Several months after being released on bond from Moccasin Bend, plaintiff's ex-girlfriend filed a complaint against him for malicious destruction of property and aggravated assault. As a result, plaintiff's bond was revoked and he was again incarcerated in the McMinn County Jail. On September 30, 1987, plaintiff again unsuccessfully attempted to cut his wrists with a mutilated pop can while in custody at the McMinn jail. After being treated at the local hospital for his injuries, plaintiff was returned to Moccasin Bend where he remained until November 10, 1987. By agreement with the State of Tennessee, plaintiff was transferred to the Bradley County Jail where he is presently incarcerated.

In his complaint, plaintiff alleges that Sheriff Nation was deliberately indifferent to his alleged physical injuries and psychological needs, in violation of section 1983. Plaintiff further alleges that he has suffered severe physical harm, physical pain, mental and emotional distress as a result of Sheriff Nation's acts and omissions. Plaintiff sought $1,000,000 in compensatory and punitive damages.

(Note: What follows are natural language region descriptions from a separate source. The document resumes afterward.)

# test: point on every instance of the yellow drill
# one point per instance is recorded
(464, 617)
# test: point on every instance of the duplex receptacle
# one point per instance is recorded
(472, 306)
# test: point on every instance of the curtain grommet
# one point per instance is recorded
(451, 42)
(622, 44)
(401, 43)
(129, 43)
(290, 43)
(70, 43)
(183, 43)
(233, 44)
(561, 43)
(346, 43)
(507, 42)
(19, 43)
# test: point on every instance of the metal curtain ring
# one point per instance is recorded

Sheriff Nation filed a motion for summary judgment on July 12, 1989. On July 19, 1989, plaintiff filed a motion to amend his complaint, under Fed.R.Civ.P. 15(c), to add three sheriff deputies employed at the McMinn County jail as additional defendants. On August 1, 1989, the district court denied plaintiff's motion to amend, noting that the one year statute of limitations had run on plaintiff's section 1983 claim, under T.C.A. Sec. 28-3-104. On August 11, 1989, the district court granted Sheriff Nation's motion for summary judgment on the basis that plaintiff had failed to submit evidence that Sheriff Nation was personally involved in the alleged violations. Plaintiff challenges both rulings on appeal.

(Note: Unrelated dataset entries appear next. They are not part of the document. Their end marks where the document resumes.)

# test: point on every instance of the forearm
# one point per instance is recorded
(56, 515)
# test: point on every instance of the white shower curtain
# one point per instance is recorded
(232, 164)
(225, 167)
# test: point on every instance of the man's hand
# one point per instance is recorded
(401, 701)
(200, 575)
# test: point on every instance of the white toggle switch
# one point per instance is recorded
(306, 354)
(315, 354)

A. Motion to Amend Under Rule 15(c)

It is undisputed that the statute of limitations had run on plaintiff's section 1983 claim at the time he attempted to add the sheriff's deputies as additional parties. Plaintiff argues, however, that his amended complaint should be allowed to "relate back" to the date on which the original complaint was brought, under Federal Rule of Civil Procedure 15(c), which provides:

Whenever the claim or defense asserted in the amended pleading arose out of the conduct, transaction, or occurrence set forth or attempted to be set forth in the original pleading, the amendment relates back to the date of the original pleading. An amendment changing the party against whom a claim is asserted relates back if a foregoing provision is satisfied and, within the period provided by law for commencing the action against the party to be brought in by amendment that party (1) has received such notice of the institution of the action that the party will not be prejudiced in maintaining his defense on the merits, and (2) knew or should have known that, but for a mistake concerning the identity of the proper party, the action wold have been brought against the party.

Fed.R.Civ.P. 15(c). See Schiavone v. Fortune, 477 U.S. 21, 106 S.Ct. 2379 (1986).

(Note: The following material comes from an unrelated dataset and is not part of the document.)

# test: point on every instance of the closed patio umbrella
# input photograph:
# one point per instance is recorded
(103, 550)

Typically, Rule 15(c) has been applied to situations where the plaintiff mistakenly named the wrong party, was unaware of the defendant's proper name, or was unaware of defendant's existence at the time the original complaint was filed. See Ringrose v. Engelberg Huller Co., 692 F.2d 403 (6th Cir.1982); Wynne v. United States, 382 F.2d 699 (10th Cir.1967). However, relation back is improper where plaintiff could have discovered the identity of the defendant through due diligence or knew of the defendant but failed to name him within the limitation period. Curry v. Johns-Manville Corp., 93 F.R.D. 623 (E.D.Pa.1982) (plaintiff's failure to name known person as a party could reasonably be construed as a matter of tactical choice); Keller v. United States, 667 F.Supp. 1351 (S.D.Cal.1987) (defendant's failure to be included in the lawsuit could have been viewed as an intentional decision not to sue rather than a "mistake"). See also Wood v. Worachek, 618 F.2d 1225, 1230 (7th Cir.1980); United States use of Statham Instruments, Inc. v. Western Casualty & Surety Co., 359 F.2d 521, 523 (6th Cir.1966); Potts v. Allis-Chalmers Corp., 118 F.R.D. 597 (N.D.Ind.1987). Deposition testimony revealed that plaintiff and his mother knew the identity of all three deputies at the time of the alleged violations, as well as their roles in the actions described in the complaint.